Open gavin1818 opened 3 months ago

gavin1818 commented 3 months ago

I’ve been using WhisperKit for real-time stream transcription in a project, and I’ve noticed that as time progresses, particularly after 20-30 minutes of continuous use, the transcription speed begins to decrease noticeably. Additionally, the transcript seems to remain unconfirmed for an extended period. During this time, the same text is repeated for a long duration within the unconfirmed segment, which results in the latest transcript not being transferred in a timely manner. This causes a significant gap between the audio and the corresponding transcription.

I’m aware that this issue might be challenging to resolve quickly, but I’m curious about the potential causes. Could this be related to Model-Level Issues, Decoder-Level Issues or others?

I would appreciate any insights into which areas might be the most likely cause of the issue. If there are specific parts of the code or certain tools I should use to investigate these potential causes further, I’d be grateful for the guidance.

Thanks

atiorh commented 3 months ago

@gavin1818 Thanks for the report! Are you able to share the input file that reproduces this?

ZachNagengast commented 3 months ago

@gavin1818 Could you also provide a little info on the model, device, an os you're running on?

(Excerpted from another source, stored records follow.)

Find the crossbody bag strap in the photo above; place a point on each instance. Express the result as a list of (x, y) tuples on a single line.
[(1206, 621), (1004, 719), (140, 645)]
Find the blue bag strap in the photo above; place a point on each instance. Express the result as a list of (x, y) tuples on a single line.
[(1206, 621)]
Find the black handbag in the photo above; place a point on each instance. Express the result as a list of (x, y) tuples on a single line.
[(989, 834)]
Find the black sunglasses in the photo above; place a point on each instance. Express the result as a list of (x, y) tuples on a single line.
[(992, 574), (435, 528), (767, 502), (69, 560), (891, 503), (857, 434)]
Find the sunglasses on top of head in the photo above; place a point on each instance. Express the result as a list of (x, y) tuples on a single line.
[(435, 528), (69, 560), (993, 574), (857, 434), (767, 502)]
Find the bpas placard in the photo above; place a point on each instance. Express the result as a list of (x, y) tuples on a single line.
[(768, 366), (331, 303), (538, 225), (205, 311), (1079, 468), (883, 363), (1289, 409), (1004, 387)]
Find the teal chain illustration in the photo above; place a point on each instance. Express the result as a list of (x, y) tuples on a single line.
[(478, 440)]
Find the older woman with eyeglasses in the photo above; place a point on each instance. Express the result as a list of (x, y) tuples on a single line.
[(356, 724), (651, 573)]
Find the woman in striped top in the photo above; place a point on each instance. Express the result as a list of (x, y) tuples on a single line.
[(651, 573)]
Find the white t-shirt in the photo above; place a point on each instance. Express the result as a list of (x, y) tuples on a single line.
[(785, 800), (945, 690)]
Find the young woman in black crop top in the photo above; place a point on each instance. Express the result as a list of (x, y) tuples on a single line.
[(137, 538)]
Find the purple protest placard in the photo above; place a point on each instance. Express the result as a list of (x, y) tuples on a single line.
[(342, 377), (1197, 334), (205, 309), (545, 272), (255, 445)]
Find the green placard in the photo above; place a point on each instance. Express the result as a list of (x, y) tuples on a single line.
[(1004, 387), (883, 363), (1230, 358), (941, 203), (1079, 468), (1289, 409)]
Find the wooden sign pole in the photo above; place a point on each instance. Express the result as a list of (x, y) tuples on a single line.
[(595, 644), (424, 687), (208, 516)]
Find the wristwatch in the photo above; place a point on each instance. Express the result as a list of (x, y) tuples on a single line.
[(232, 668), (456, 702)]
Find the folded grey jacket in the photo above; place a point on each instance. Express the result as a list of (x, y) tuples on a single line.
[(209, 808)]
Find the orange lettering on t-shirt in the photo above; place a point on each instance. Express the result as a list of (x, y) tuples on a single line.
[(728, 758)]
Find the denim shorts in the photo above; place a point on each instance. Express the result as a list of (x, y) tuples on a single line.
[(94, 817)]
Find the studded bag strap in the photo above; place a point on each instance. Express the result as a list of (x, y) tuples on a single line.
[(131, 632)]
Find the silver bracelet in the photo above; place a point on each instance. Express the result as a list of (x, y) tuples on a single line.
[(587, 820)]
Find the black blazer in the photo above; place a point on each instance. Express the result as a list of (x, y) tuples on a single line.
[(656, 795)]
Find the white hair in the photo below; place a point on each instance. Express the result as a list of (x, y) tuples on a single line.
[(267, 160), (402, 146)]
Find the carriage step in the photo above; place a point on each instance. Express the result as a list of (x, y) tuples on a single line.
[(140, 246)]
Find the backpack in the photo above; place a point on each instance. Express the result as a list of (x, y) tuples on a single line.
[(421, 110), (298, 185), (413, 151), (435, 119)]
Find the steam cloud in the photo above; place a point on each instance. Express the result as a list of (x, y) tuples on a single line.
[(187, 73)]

There could be a number of different potential issues depending on that.

vojto commented 3 months ago

The realtime demo seems to be running Whisper over the full recorded file, and using seeking to transcribe the most recent bit.

Would that be slowing things down? Would it make sense to cut it off - accepting that we would lose some of the context?

ZachNagengast commented 2 months ago

For realtime it is looking for a specific amount of confirmations to say that it effectively transcribed some set of audio without any cutoff in the middle of words. That is set to 2 segments currently which does end up being slower because we need to fix the timestamp filter to get smaller segments. You can configure it to only use 1 segment confirmation which might help. We also have a task to drop audio after transcribe is completed, but that wouldn't impact performance.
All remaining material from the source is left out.